Has anyone worked with Sequential Probability Ratio Test (SPRT) in Mathematica. I have this SPRT which looks at a BernoulliDistribution[] (see below) for successes out of trials. My application is comparing means of two distributions and to determine if I should accept or reject a hypothesis. I am having a hard time working out it out for my application, a PoissonDistribution and comparing the means. What I am looking to do is, if I keep taking data every minute from a sensor (sensor reading 120 cpm for exmaple), I want to be able to know if it is over a threshold or is it background using SPRT. Here is the notebook for the Bernoulli process using BernoulliDistributions.
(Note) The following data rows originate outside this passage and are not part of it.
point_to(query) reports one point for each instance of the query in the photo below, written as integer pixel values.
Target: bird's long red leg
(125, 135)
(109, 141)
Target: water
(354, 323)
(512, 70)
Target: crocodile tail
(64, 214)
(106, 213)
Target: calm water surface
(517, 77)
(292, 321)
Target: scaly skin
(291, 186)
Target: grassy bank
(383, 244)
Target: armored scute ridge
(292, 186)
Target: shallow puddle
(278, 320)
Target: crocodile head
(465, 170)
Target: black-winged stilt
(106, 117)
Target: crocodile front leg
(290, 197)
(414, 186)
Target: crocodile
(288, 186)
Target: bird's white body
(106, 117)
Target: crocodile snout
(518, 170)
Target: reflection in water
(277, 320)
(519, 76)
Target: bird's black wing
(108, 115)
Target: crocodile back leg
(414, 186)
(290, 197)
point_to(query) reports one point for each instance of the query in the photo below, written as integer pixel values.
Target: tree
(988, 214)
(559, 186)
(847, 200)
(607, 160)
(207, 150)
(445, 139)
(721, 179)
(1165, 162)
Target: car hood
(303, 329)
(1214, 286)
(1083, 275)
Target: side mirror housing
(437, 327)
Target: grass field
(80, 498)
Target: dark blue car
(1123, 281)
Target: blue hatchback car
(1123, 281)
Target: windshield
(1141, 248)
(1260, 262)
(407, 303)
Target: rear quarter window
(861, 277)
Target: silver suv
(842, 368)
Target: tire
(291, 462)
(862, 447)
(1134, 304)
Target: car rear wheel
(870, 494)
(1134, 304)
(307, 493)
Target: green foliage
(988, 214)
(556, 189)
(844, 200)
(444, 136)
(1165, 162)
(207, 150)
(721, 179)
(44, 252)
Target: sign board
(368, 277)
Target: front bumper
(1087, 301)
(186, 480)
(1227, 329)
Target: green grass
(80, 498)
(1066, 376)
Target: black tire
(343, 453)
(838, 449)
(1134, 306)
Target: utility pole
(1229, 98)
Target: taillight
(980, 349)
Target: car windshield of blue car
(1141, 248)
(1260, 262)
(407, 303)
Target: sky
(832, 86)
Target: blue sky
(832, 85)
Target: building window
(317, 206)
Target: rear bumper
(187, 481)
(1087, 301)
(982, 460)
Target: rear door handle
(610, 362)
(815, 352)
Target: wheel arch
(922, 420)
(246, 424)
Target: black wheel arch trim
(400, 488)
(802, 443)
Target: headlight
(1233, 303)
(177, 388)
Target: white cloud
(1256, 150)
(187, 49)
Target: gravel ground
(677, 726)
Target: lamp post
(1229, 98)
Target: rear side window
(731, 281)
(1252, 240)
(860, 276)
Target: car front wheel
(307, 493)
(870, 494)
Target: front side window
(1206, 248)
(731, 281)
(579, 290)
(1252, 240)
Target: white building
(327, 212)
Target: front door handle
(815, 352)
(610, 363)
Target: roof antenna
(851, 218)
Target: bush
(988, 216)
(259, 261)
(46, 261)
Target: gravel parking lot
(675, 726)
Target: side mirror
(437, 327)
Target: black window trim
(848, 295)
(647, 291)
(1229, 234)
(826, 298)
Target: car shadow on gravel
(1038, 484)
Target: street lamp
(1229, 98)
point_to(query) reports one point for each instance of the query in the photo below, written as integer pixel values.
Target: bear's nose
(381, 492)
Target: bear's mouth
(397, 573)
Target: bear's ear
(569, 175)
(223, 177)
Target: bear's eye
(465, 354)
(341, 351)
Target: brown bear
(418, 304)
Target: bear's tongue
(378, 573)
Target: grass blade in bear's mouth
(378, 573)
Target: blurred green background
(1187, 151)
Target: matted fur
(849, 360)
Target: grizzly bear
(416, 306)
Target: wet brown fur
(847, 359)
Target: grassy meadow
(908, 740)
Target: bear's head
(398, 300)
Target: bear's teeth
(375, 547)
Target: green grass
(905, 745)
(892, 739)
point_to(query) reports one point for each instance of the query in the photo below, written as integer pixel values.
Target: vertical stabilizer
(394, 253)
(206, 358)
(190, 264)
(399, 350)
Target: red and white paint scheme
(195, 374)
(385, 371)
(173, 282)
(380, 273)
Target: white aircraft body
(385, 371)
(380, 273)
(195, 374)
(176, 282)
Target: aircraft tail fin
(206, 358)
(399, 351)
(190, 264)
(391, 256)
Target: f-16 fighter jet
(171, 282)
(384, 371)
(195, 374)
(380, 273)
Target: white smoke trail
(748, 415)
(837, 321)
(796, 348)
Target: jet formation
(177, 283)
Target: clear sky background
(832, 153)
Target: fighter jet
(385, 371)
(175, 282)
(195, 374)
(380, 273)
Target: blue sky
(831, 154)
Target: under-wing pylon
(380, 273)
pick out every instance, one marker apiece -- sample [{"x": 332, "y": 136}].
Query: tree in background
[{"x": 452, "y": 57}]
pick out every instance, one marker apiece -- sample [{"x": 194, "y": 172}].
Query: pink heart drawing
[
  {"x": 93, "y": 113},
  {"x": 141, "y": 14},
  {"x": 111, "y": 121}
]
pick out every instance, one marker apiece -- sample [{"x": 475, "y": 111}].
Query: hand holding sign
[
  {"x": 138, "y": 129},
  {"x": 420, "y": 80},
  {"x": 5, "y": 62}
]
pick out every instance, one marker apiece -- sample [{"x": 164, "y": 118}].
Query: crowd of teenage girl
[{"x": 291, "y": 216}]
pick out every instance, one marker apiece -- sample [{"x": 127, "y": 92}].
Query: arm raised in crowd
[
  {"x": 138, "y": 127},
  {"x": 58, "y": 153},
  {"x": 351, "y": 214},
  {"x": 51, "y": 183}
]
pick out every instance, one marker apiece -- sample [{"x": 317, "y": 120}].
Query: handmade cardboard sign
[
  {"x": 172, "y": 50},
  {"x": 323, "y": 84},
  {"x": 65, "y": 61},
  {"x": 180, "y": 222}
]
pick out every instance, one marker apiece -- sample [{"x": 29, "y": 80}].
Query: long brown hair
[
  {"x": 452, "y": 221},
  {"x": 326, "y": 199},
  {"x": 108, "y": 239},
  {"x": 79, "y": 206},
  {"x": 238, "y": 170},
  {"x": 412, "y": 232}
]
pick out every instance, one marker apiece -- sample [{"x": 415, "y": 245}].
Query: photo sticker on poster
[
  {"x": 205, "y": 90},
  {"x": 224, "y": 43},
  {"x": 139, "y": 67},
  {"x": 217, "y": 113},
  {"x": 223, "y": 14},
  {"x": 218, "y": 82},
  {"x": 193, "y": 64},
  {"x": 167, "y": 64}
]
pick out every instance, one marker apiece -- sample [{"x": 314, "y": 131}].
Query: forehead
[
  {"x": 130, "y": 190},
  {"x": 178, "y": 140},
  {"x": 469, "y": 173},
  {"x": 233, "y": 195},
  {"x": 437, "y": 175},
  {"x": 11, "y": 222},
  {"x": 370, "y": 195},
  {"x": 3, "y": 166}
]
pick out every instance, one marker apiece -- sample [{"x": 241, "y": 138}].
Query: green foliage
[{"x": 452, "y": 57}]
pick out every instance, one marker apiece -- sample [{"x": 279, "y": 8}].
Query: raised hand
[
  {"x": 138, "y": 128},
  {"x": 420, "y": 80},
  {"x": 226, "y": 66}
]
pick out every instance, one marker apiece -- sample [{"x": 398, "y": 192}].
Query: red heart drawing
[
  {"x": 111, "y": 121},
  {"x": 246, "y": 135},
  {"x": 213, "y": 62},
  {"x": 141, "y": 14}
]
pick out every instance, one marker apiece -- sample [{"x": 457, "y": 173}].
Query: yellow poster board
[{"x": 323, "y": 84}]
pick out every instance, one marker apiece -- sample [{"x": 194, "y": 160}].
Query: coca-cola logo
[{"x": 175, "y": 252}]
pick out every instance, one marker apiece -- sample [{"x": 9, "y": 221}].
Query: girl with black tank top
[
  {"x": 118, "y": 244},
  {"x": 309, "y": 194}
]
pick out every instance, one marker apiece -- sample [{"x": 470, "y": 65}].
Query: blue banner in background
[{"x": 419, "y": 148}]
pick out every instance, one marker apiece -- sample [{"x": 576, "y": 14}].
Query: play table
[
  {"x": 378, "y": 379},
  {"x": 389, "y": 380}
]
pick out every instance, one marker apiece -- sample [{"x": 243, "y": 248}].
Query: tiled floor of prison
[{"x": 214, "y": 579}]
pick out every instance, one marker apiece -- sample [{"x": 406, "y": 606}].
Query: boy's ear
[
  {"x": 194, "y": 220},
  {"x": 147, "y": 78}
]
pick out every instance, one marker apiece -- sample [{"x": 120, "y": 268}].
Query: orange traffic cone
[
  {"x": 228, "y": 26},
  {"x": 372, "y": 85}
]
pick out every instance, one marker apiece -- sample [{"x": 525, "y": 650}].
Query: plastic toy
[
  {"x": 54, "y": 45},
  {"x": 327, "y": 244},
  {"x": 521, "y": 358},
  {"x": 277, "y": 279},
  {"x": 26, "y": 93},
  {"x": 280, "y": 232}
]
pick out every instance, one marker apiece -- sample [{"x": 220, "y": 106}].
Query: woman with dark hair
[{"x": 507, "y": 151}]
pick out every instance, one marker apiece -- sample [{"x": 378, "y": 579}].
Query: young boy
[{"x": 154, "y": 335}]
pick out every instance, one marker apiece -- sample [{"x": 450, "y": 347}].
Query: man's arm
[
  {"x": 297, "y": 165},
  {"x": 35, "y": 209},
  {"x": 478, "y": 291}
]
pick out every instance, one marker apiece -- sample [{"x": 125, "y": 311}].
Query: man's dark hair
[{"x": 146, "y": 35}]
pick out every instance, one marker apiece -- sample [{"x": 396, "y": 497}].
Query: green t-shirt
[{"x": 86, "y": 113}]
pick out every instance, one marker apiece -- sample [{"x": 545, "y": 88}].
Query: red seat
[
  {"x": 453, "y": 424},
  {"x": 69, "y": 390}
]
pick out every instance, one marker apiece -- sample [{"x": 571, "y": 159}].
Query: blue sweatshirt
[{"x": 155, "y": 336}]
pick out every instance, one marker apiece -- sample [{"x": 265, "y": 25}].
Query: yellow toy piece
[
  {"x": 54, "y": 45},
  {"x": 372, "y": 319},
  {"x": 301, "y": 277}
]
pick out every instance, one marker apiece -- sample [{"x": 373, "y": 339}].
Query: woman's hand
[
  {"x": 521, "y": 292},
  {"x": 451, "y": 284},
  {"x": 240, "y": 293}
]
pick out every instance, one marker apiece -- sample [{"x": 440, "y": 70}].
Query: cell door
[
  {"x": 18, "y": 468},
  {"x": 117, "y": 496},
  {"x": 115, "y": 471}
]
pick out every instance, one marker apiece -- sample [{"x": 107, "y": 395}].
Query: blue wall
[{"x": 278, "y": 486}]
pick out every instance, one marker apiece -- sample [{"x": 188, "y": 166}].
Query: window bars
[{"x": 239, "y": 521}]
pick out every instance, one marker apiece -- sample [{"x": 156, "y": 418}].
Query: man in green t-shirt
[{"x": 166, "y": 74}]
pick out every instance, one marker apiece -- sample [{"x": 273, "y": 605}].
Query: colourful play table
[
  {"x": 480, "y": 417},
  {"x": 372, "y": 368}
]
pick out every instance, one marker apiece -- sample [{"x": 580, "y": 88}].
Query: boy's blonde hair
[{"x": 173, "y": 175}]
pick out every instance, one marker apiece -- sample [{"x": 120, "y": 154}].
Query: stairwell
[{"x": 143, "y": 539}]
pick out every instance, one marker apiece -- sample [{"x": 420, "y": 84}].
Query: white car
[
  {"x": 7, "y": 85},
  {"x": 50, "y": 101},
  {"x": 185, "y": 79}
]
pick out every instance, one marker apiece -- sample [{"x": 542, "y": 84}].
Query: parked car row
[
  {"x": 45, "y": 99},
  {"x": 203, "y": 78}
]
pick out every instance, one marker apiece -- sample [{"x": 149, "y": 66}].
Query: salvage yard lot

I started with this article: "The Sequential Probability Ratio Test" Phil, Robert L. (1998) Null; alpha = .05; beta = .05; p0 = .8; p1 = .98; k0 = alpha/(1 - beta); k1 = (1 - alpha)/beta; c0 = Log[k0]; c1 = Log[k1]; plt1 = Plot[{c0, c1}, {x, 0, 20}, PlotRange -> {1.7 c0, 1.7*c1}, DisplayFunction -> Identity]; f0[x_] := PDF[BernoulliDistribution[p0], x] f1[x_] := PDF[BernoulliDistribution[p1], x] LLR[x_] := Log[f0[x]/f1[x]] Truep = .95; sum = 0; stopflag = 0; decflag = .5; n = 0; printflag = 1; sumData = {}; Print["n", " ", "samplepoint", " ", "LLR[samplepoint]", " ", \ "sum", " ", "stopflag", " ", "decflag"] While[stopflag == 0, n = n + 1; samplepoint = Random[BernoulliDistribution[Truep]]; sum = sum + LLR[samplepoint]; AppendTo[sumData, {n, sum}]; If[sum < c0, stopflag = 1; decflag = 1;, If[sum > c1, stopflag = 1; decflag = 0;, Null];]; If[printflag > 0, Print[n, " ", samplepoint, " ", LLR[samplepoint], " ", sum, " ", stopflag, " ", decflag], Null]] plt2 = ListPlot[sumData, PlotStyle -> {PointerSize[.015]}, DisplayFunction :> Identity]; Show[{plt1, plt2}, DisplayFunction -> $DisplayFunction]